Brexit-backing MP Kate Hoey, who grew up in Northern Ireland, risked deepening the row over the Irish border question by claiming that Dublin would have to foot the bill for customs posts if Britain crashes out of the European Union without new trade agreements.
Her comments drew comparisons to the US President's boast that he would make Mexico pay for a wall along the border between the two nations.
Cambridge University classicist Professor Mary Beard tweeted: "When Kate Hoey on @BBCr4today talks about the Irish having to pay for putting up the border between N and S Ireland if there is to be one, she sounds to me dangerously like Mr Trump and Mexico."
Former Northern Ireland Secretary Peter Hain, a supporter of Open Britain campaign, said: “With her suggestion that Ireland will have to pay for any border, Kate Hoey seems to have been taking diplomacy lessons from Donald Trump.
“It really is astonishing how much damage Brexit is already doing to our country’s reputation. Even our closest friends, Ireland, are now becoming the target of unhinged attacks from hard Brexit cheerleaders.”
Liberal Democrat Brexit spokesman Tom Brake condemned the remarks as "completely delusional", adding: “Kate Hoey seems to think other people should pay for the mess she and other Brexiteers have caused.
“This is completely delusional, it’s what you’d expect from UKIP but not a Labour MP."

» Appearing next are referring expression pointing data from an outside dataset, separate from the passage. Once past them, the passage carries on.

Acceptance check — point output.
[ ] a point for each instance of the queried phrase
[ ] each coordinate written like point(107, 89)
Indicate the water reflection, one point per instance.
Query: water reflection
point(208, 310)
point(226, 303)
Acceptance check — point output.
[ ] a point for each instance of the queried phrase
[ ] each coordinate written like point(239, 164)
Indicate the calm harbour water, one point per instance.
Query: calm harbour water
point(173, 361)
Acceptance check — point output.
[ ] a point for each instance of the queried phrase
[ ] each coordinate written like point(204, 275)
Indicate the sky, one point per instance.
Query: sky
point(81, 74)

The threat of a "hard border" on the island of Ireland has become a key stumbling block in the Brexit negotiations, as the Republic has threatened to veto moves to trade talks unless Theresa May offers further reassurances that there will not be a hard border.
However the Prime Minister’s DUP allies, who are propping up her Government, said they will not tolerate any attempts to keep Northern Ireland within the EU customs union or single market.

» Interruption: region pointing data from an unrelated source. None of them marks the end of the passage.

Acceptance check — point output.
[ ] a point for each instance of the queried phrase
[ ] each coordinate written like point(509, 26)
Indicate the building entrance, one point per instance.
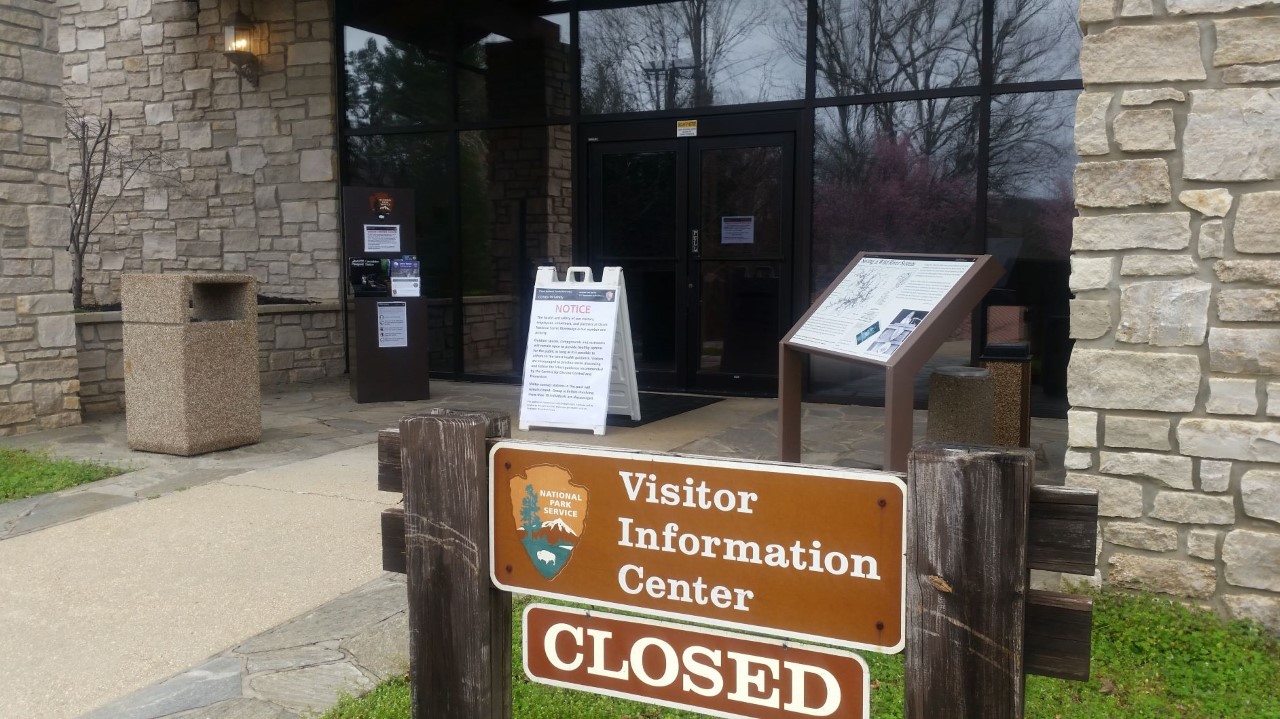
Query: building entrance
point(703, 228)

Ms Hoey, MP for Vauxhall, told BBC Radio 4’s Today: “Why don’t the Irish Government actually become more positive about this and start looking at solutions with their closest neighbour and their closest partner.

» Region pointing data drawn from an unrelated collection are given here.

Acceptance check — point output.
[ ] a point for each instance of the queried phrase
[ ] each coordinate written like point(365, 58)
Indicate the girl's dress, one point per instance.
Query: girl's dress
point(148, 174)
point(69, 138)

“After all we are actually a friend of the Republic of Ireland, the relations have never been as good and yet on this issue it seems like they are more concerned to keep the rest of the EU satisfied than actually look at concrete positive proposals and I’m sure they are there.
“We are not the ones who are going to be putting up the physical border.
“If it ends up with a no deal, we won’t be putting up the border, they’ll have to pay for it because it doesn't need to happen.
“We have to accept there are a lot of politics going on here with what’s happening in the Irish Republic at the moment.”
Pressure is growing on Ms May to find a solution as she only has a week to meet a European deadline to make progress before trade talks can begin.
Ms Hoey said both sides should look to Switzerland and Norway, which are outside the EU but have close trade relationships with it, for solutions to the Irish border issue.
She said: "A lot of the technology, at the Swiss border and in Norway, is done actually away from the border - and of course the Prime Minister has said that she doesn't want cameras at the border."
The Prime Minister needs to get EU leaders to approve her withdrawal offer at a crunch meeting of the European Council on 4 December, where she will need to address the key issues of citizens rights, the Irish border and the so-called “divorce bill”.
If she is successful then talks will shift to the future trade relationship and settling the transition, likely to be between 2019 and 2021.